Identify and count segments between a start and an end marker
Usually problems like these are solved by fiddling with cumsum
and shift
.
The main idea for this solution is to identify rows where the number of "starts" seen is ahead of the number of "ends" seen by one.
The only assumption I made is that 'start'
and 'end'
alternate, beginning with a 'start'
.
>>> values = df['flag'].eq('start').cumsum()
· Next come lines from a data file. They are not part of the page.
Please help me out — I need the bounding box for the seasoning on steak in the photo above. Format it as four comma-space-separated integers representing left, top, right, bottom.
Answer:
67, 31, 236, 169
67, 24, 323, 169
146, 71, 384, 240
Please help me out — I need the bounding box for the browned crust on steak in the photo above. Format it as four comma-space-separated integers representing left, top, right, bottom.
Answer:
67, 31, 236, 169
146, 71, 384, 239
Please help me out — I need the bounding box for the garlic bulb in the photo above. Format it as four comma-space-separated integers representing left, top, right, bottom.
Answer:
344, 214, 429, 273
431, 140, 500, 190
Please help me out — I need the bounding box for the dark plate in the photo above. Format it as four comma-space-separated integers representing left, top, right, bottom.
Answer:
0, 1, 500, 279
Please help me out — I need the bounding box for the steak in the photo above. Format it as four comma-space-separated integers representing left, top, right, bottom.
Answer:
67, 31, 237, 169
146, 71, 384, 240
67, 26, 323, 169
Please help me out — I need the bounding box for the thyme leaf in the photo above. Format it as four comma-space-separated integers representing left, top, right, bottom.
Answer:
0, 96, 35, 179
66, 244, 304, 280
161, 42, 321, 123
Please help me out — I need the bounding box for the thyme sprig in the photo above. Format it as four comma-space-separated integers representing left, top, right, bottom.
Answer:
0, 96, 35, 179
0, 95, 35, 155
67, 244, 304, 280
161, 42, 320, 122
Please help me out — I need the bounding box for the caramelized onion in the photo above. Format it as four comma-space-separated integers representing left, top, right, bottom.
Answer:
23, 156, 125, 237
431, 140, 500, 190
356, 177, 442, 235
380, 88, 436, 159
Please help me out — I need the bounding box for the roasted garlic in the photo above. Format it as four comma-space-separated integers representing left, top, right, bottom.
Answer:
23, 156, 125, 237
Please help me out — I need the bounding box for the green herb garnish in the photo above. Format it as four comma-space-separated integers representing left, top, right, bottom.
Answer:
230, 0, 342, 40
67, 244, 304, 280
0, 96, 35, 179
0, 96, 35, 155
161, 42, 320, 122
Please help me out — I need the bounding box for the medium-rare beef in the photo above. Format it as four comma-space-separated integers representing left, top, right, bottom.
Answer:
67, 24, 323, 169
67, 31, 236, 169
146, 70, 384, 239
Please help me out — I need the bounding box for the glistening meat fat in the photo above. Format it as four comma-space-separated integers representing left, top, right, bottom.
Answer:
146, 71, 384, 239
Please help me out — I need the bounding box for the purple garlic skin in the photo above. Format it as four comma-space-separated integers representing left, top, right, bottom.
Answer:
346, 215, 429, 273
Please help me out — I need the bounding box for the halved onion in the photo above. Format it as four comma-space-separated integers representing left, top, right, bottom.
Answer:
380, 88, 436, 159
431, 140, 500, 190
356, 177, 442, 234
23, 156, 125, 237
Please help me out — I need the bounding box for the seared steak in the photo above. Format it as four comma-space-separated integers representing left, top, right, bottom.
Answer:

>>> where = values.sub(1).eq(df['flag'].eq('end').cumsum().shift(1).fillna(0))
>>> df['flag_periods'] = df['flag'].mask(where, values)
>>> df
flag flag_periods
0 None None
1 start 1
2 None 1
3 None 1
4 end 1
5 start 2
6 end 2
7 None None
8 start 3
9 None 3
10 end 3
11 None None
Visualization:
>>> df['values'] = df.eq('start').cumsum()
>>> df['end_cumsum'] = df['flag'].eq('end').cumsum()
>>> df['end_cumsum_s1'] = df['end_cumsum'].shift(1).fillna(0)
>>> df['values-1'] = df['values'].sub(1)
>>> df['where'] = df['values-1'].eq(df['end_cumsum_s1'])
>>> df
flag values end_cumsum end_cumsum_s1 values-1 where
0 None 0 0 0.0 -1 False
1 start 1 0 0.0 0 True
2 None 1 0 0.0 0 True
3 None 1 0 0.0 0 True
4 end 1 1 0.0 0 True
5 start 2 1 1.0 1 True
6 end 2 2 1.0 1 True
7 None 2 2 2.0 1 False
8 start 3 2 2.0 2 True
9 None 3 2 2.0 2 True
10 end 3 3 2.0 2 True
11 None 3 3 3.0 2 False
edit: added .fillna(0)
to account for dataframes where the first value in the 'flag'
column is 'start'
.